Russia, on the other hand, says Ukraine was at fault, accusing it of trying to initiate a conflict situation in the region.

Despite what Russia claims, it’s important to remember that Russia is the aggressor, and Ukraine is the victim. Russia is the one that invaded Ukraine in 2014, illegally annexed Crimea, sparked a war in the eastern Donbas region, and now has begun an unnecessary conflict in the Kerch Strait.

But the timing of the latest incident is not a coincidence.

Just two months ago on Sept. 27, the U.S. Coast Guard signed off on providing two patrol boats to Ukraine within the next year.

And on Nov. 21, Britain announced it would provide Ukraine even more troops than promised back in September, as Ukraine continues to face Russian aggression.

Then, on Nov. 22, the Verkhovna Rada, the Ukrainian parliament, held its first reading of new constitutional amendments, which will provide Ukraine full membership in the European Union and NATO.

These events are reason enough for Russia to retaliate, but there is another reason that has likely contributed to the outburst in the Kerch Strait: Russian President Vladimir Putin’s approval rating.

Ever since Russia passed unwelcome pension reforms earlier this year, Putin’s approval rating has been at an all-time low.

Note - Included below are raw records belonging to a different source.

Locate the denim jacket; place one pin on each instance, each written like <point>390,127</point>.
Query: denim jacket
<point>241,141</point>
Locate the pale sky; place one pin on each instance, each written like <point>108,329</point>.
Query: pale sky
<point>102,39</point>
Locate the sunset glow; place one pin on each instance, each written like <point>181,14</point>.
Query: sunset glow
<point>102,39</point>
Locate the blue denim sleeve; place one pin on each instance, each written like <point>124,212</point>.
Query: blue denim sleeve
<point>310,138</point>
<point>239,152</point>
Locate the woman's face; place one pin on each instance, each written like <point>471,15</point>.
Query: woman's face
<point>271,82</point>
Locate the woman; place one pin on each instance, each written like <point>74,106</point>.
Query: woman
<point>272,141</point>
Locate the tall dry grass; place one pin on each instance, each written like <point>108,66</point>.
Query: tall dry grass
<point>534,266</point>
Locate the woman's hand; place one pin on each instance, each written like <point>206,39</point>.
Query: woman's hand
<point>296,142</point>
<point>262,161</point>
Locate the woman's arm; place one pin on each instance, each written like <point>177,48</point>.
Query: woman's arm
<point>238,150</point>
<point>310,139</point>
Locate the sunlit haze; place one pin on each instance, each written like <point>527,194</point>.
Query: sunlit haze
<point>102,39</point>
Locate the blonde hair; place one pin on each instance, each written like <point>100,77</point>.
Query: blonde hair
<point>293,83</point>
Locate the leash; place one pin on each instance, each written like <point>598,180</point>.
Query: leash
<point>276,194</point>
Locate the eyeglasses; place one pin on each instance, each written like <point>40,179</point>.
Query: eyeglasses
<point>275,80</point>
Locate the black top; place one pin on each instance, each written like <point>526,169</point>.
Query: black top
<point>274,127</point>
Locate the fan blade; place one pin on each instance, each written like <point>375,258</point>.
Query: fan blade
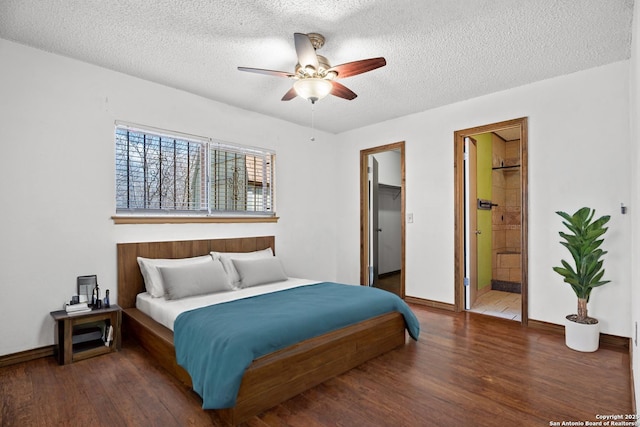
<point>358,67</point>
<point>342,91</point>
<point>305,51</point>
<point>267,72</point>
<point>289,95</point>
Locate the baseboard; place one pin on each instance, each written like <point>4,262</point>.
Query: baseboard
<point>605,339</point>
<point>430,303</point>
<point>634,408</point>
<point>27,355</point>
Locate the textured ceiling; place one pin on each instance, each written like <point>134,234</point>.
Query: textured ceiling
<point>437,51</point>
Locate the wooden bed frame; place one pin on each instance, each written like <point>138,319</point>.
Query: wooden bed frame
<point>270,379</point>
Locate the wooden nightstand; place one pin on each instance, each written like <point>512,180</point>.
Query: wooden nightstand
<point>68,324</point>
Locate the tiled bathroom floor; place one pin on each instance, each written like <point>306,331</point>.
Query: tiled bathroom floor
<point>499,304</point>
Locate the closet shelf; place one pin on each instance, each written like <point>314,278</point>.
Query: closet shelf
<point>505,167</point>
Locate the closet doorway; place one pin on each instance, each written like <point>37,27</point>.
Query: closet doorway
<point>382,213</point>
<point>491,239</point>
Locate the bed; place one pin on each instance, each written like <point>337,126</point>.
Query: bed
<point>269,379</point>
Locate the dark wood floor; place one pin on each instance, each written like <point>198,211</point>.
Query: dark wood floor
<point>466,370</point>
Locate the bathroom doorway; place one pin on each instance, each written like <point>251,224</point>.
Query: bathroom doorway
<point>382,212</point>
<point>491,219</point>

To boost his rating and distract Russian citizens from the poor socioeconomic situation at home, Putin likely called for aggressive military actions in the Kerch Strait.

That worked four years ago. In 2013, Putin’s approval rating stood at 54 percent. Then, when Russia invaded and illegally annexed Crimea in 2014, his rating skyrocketed to 83 percent.

Later this week in Buenos Aires, Argentina, the Group of 20 will be holding a summit at which President Donald Trump and Putin are supposed to meet. However, Trump should not give him the privilege.

In refusing to meet, it would make clear to Putin that Russia’s aggressive actions against Ukraine are unlawful. More than half of the Azov Sea’s coastline lawfully belongs to Ukraine, and Russia must provide access to Ukraine’s ships.

Russia’s aggressive actions in the Kerch Strait are unwarranted. As Russia continues to break international law, it must learn that eventually it will be forced to suffer the consequences.